Risk-Averse Certification of Bayesian Neural Networks
This work addresses robustness certification for Bayesian neural networks, which is important for safety-critical applications, but it appears incremental as it builds on existing certification methods by adding risk measures.
The paper tackles the problem of evaluating robustness in Bayesian neural networks by proposing a Risk-Averse Certification framework (RAC-BNN) that integrates Conditional Value at Risk (CVaR) to provide probabilistic guarantees, resulting in tighter certified bounds and higher efficiency in complex tasks.

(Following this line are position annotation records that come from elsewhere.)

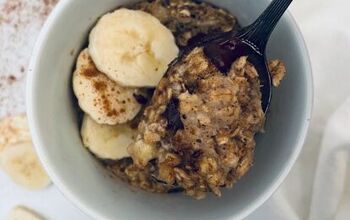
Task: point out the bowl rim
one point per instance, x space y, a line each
87 208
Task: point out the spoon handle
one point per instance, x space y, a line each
259 32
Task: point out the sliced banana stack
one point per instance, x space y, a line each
22 213
13 130
17 156
21 163
132 47
106 141
100 97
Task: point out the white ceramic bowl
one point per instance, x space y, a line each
76 173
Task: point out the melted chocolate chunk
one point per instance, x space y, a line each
176 190
173 115
140 99
191 87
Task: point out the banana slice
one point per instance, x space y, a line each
22 213
103 99
22 165
13 129
106 141
132 47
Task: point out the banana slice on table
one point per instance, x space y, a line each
13 129
106 141
22 165
132 47
100 97
22 213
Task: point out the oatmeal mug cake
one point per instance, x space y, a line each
168 128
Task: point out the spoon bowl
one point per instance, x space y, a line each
223 49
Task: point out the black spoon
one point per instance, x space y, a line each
250 41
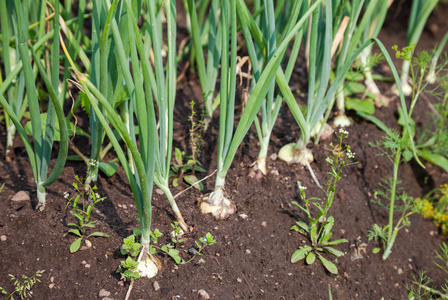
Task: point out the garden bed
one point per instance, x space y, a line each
251 259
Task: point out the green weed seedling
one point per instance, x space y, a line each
82 206
420 288
131 248
23 288
319 228
184 168
397 149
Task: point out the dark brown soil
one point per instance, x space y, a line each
251 259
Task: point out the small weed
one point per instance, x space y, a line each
397 149
131 248
82 206
420 289
23 288
184 167
435 207
319 228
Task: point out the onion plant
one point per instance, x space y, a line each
319 94
146 88
420 11
217 203
353 34
374 22
400 148
43 125
14 84
270 107
207 71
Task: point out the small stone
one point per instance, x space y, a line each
21 196
203 295
244 216
275 172
103 293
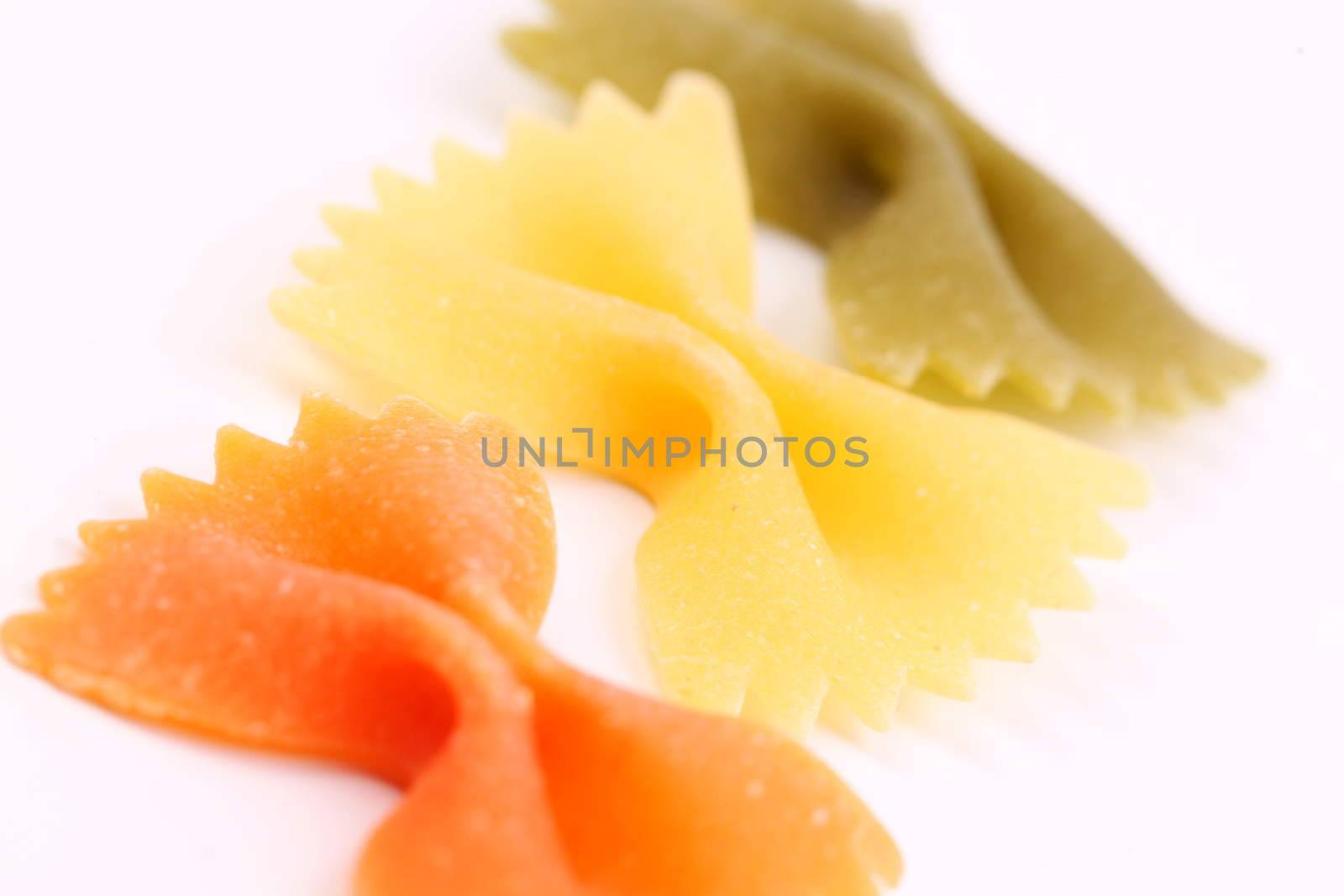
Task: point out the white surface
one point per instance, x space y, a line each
159 164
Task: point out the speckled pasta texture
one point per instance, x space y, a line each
600 275
367 594
948 253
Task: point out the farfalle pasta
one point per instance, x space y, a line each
765 587
947 251
366 594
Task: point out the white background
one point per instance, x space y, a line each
160 161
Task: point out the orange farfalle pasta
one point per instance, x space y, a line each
764 589
366 594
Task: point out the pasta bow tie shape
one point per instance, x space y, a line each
947 251
367 594
600 275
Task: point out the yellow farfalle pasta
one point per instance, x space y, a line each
763 587
980 270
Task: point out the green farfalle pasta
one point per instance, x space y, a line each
947 251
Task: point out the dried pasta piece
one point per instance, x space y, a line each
494 285
978 270
355 597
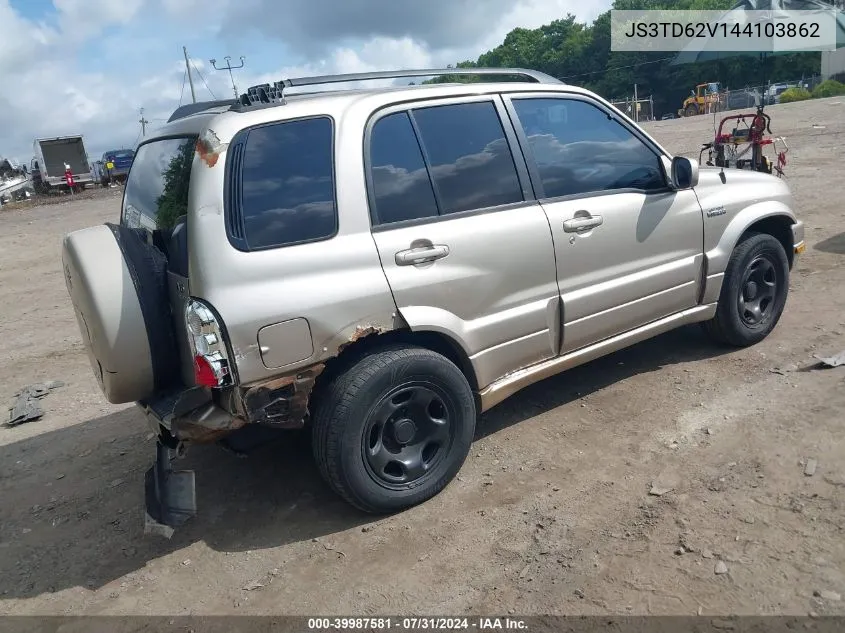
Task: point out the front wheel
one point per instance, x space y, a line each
393 429
753 294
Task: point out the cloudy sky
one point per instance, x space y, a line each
88 66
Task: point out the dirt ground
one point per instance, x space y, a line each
551 513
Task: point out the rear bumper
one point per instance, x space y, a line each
179 417
190 415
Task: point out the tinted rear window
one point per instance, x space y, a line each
471 162
157 187
287 181
401 184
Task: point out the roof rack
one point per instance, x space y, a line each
275 93
193 108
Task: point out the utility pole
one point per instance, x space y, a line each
190 78
143 123
230 68
636 105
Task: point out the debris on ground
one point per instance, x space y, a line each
255 584
664 483
828 362
26 407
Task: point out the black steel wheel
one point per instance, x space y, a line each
408 432
758 291
754 292
394 428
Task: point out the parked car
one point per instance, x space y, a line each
774 92
378 266
114 166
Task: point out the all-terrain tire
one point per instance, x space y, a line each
742 285
346 418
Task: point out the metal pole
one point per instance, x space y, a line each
636 105
143 123
190 78
230 68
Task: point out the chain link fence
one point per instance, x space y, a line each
639 110
750 97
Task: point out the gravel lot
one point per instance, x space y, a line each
552 512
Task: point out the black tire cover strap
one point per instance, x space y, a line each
147 267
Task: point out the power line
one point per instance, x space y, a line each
143 123
182 94
230 68
203 80
607 70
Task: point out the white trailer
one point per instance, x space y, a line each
53 156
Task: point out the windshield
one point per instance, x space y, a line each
157 187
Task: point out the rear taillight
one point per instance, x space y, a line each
211 360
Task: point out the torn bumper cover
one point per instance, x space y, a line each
170 495
186 416
192 416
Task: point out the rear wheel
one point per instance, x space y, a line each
753 294
394 428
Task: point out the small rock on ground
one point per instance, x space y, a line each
810 467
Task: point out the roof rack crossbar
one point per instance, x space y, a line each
193 108
275 93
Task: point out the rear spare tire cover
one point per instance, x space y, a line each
105 295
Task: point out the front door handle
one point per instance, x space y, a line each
582 223
421 255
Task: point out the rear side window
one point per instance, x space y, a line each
471 162
287 184
157 188
578 149
400 179
457 159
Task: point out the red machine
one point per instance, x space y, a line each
742 147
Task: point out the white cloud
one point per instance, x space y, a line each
90 68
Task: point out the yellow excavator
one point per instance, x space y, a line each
706 98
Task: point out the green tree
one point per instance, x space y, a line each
173 201
580 54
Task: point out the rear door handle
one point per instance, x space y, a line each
580 224
414 256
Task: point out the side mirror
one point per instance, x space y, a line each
683 173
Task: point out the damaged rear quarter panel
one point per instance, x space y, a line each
337 285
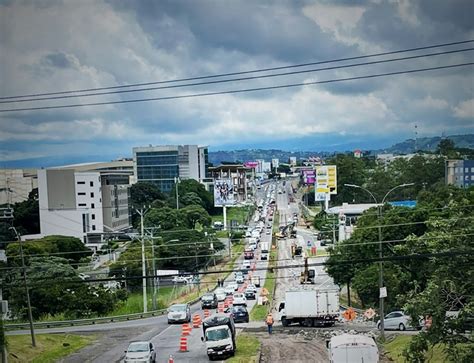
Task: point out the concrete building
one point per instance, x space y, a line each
16 184
89 205
459 173
161 164
241 177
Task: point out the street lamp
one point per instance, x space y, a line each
379 217
176 182
30 315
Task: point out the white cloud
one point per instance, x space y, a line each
465 109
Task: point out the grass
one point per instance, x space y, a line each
355 300
49 347
247 349
319 253
394 349
259 312
239 214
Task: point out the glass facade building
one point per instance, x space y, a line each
160 165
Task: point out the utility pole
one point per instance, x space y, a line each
176 182
379 217
142 237
30 315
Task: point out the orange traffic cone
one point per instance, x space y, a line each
186 329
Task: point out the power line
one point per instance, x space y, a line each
245 72
237 91
415 256
238 79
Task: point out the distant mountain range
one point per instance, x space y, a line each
405 147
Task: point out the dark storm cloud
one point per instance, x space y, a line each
57 59
282 32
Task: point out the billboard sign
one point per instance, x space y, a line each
326 177
251 164
223 192
309 176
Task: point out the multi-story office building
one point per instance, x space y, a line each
90 205
460 173
16 184
162 164
240 176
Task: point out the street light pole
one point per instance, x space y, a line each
379 218
30 315
142 235
176 182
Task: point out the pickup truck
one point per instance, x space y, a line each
219 336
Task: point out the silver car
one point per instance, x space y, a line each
143 352
179 313
397 320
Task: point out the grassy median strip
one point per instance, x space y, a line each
49 347
247 349
394 349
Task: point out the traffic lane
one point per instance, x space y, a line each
168 344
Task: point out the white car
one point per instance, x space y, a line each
239 299
252 287
142 351
220 293
179 313
397 320
231 288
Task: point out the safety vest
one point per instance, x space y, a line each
269 320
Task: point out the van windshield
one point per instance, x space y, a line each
215 335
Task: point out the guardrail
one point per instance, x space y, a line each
90 321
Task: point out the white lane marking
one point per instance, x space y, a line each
163 331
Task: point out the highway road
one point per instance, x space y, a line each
116 336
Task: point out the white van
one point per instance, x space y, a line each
348 348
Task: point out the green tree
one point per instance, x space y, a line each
193 214
70 248
190 198
193 186
144 194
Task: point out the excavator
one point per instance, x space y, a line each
308 275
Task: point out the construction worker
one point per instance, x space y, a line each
269 321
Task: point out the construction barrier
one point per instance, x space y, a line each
185 329
183 344
220 308
196 321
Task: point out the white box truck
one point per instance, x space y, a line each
310 307
348 348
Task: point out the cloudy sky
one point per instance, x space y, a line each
53 46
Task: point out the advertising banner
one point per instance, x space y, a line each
326 177
309 177
223 192
251 164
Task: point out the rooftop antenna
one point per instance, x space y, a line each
416 138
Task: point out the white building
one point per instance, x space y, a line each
88 205
16 184
162 164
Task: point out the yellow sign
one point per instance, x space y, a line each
326 177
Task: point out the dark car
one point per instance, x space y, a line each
239 314
250 294
209 301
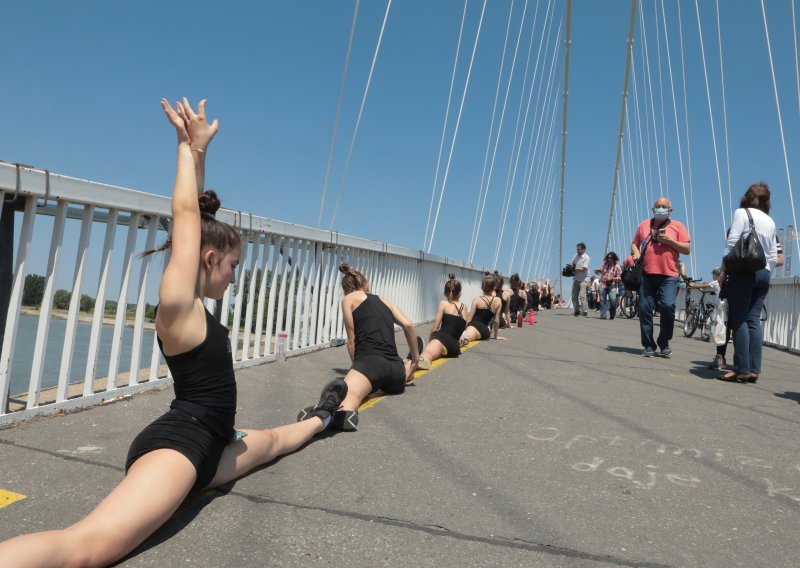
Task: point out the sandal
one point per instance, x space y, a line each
733 377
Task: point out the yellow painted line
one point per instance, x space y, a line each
373 400
8 497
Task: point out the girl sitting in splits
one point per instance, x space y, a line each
517 298
484 315
369 322
193 446
449 324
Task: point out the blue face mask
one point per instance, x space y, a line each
661 213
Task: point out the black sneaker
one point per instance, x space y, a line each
345 420
332 396
420 346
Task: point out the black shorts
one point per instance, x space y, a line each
482 328
451 345
180 431
388 375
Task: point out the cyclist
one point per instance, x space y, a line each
713 285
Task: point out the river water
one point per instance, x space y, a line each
26 341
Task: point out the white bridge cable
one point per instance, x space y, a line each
360 114
511 179
780 123
530 166
458 123
711 116
546 27
531 159
647 172
796 64
478 208
646 60
693 257
444 128
543 179
724 112
338 114
675 115
544 230
661 98
519 138
514 142
500 126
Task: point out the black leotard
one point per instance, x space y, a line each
376 351
200 421
484 315
374 327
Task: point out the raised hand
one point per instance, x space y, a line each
200 131
176 120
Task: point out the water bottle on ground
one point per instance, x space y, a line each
280 347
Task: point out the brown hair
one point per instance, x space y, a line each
756 196
452 288
353 280
213 234
487 284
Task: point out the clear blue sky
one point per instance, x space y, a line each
82 81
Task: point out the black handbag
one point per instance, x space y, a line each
632 275
747 255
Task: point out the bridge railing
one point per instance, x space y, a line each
288 280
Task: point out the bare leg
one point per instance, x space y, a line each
433 350
262 446
151 492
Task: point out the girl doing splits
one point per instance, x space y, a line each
369 322
194 445
484 318
449 324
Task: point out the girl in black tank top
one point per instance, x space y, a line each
194 445
484 314
448 326
369 323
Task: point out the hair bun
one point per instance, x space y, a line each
209 202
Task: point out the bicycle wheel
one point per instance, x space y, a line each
690 324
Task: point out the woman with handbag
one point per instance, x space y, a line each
749 256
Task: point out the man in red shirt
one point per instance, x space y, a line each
660 241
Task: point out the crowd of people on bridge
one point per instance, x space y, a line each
654 270
195 444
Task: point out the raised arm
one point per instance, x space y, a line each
408 330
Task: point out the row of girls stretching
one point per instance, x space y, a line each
195 445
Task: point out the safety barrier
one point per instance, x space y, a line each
287 281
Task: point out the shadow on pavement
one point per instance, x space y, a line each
795 396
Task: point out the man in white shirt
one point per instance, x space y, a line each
580 283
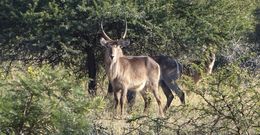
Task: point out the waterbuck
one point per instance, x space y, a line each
136 73
171 71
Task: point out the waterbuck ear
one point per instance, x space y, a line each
103 42
123 42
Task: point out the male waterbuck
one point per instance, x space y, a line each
171 71
136 73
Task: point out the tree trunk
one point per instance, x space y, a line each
92 69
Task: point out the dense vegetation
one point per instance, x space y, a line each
52 78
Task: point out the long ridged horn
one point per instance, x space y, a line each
125 30
104 33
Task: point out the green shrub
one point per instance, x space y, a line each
45 101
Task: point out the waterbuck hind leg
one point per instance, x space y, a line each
173 86
147 100
131 95
122 101
168 93
117 98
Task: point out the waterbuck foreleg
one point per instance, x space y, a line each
173 86
155 91
122 101
146 98
117 98
168 93
131 95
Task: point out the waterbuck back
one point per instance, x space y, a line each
125 73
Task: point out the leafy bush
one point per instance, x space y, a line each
45 101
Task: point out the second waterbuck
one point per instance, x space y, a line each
136 73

In light of the inherently complex and dynamic nature of real-world environments, incorporating risk measures is crucial for the robustness evaluation of deep learning models. In this work, we propose a Risk-Averse Certification framework for Bayesian neural networks called RAC-BNN. Our method leverages sampling and optimisation to compute a sound approximation of the output set of a BNN, represented using a set of template polytopes. To enhance robustness evaluation, we integrate a coherent distortion risk measure--Conditional Value at Risk (CVaR)--into the certification framework, providing probabilistic guarantees based on empirical distributions obtained through sampling. We validate RAC-BNN on a range of regression and classification benchmarks and compare its performance with a state-of-the-art method. The results show that RAC-BNN effectively quantifies robustness under worst-performing risky scenarios, and achieves tighter certified bounds and higher efficiency in complex tasks.